The insights provided in this review depend on what has already been studied in the literature. While we are positive that the literature already offers a wealth of insights, there are several ways in which future research could go beyond the state of research as depicted here. First, we would have wished to offer a more wholesome discussion on how geography or place of residence matters. The geographical or spatial dimension was captured by the literature on the causes of young people becoming NEET, but it was mostly absent in the policy-focused literature, with the study by Erdogan et al. (2021) being an important exception. Consequently, we invite future research to pay more attention to the question of how place of residence matters and how it can be addressed by policymaking.

Second, throughout the review we mentioned time-related differences in reported associations between being NEET and its origins, consequences, or policy that address NEETs.
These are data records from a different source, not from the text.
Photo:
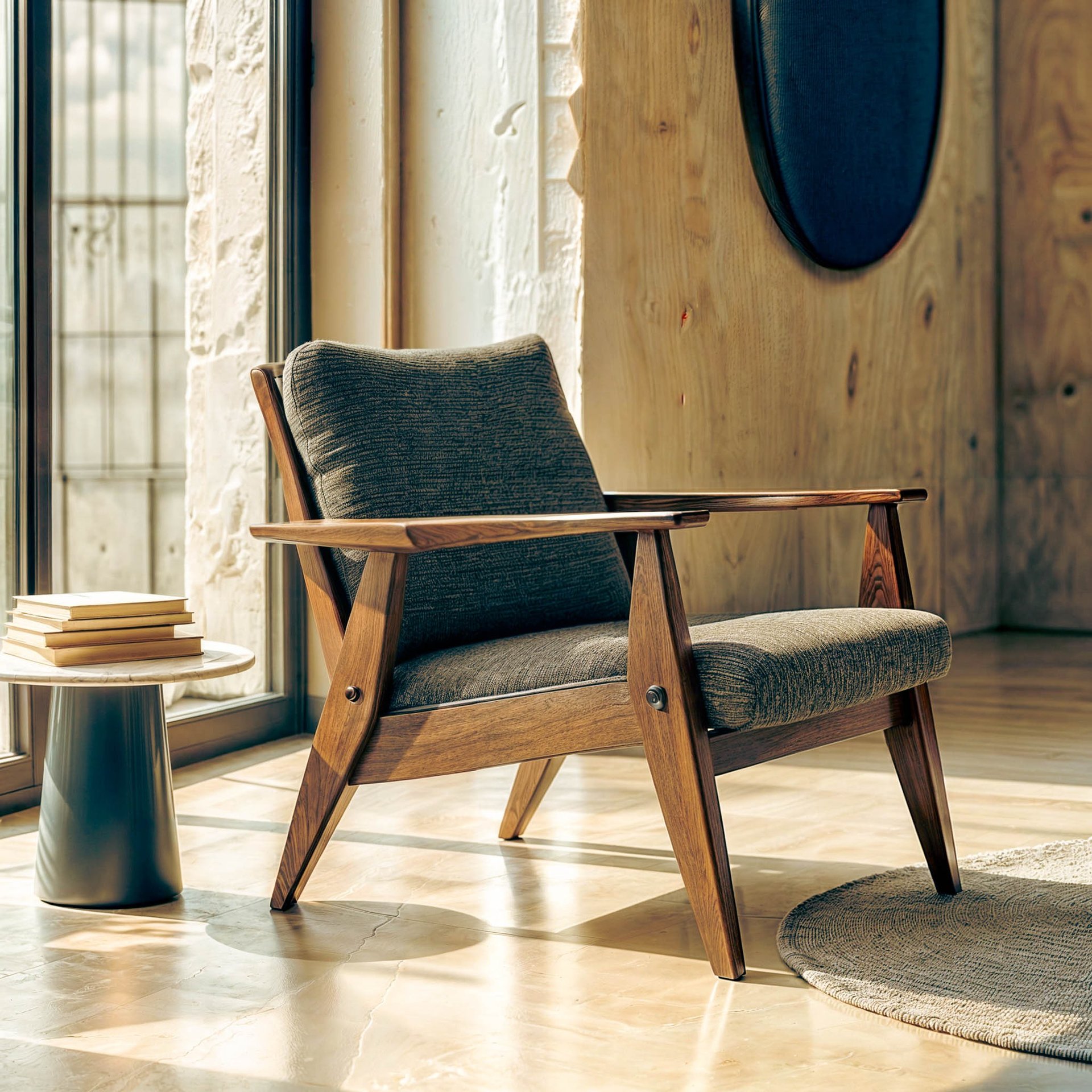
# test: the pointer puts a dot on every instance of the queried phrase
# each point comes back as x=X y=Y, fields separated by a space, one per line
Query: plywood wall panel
x=715 y=356
x=1045 y=111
However, we did not systematically approach our corpus from a temporal perspective. Future research may overcome this limitation by stressing the dynamics of all these elements and proposing periodization, including the periodization of high-profile policy responses and of academic interests in the field.

Third, as stated in the section outlining our conceptual framework, we had to look into the three research dimensions separately. To date, there exist no attempts to understand how policymakers understand the issue of there being young people who are NEET, by what sources their understanding is informed, and how closely they follow up on their understanding by proposing policy responses. In other words, based on this scoping review, we see room for expanding the state of research by applying the analytical perspective of policy design (Howlett and Mukherjee 2014) to the study of how policymakers have reacted to NEETs.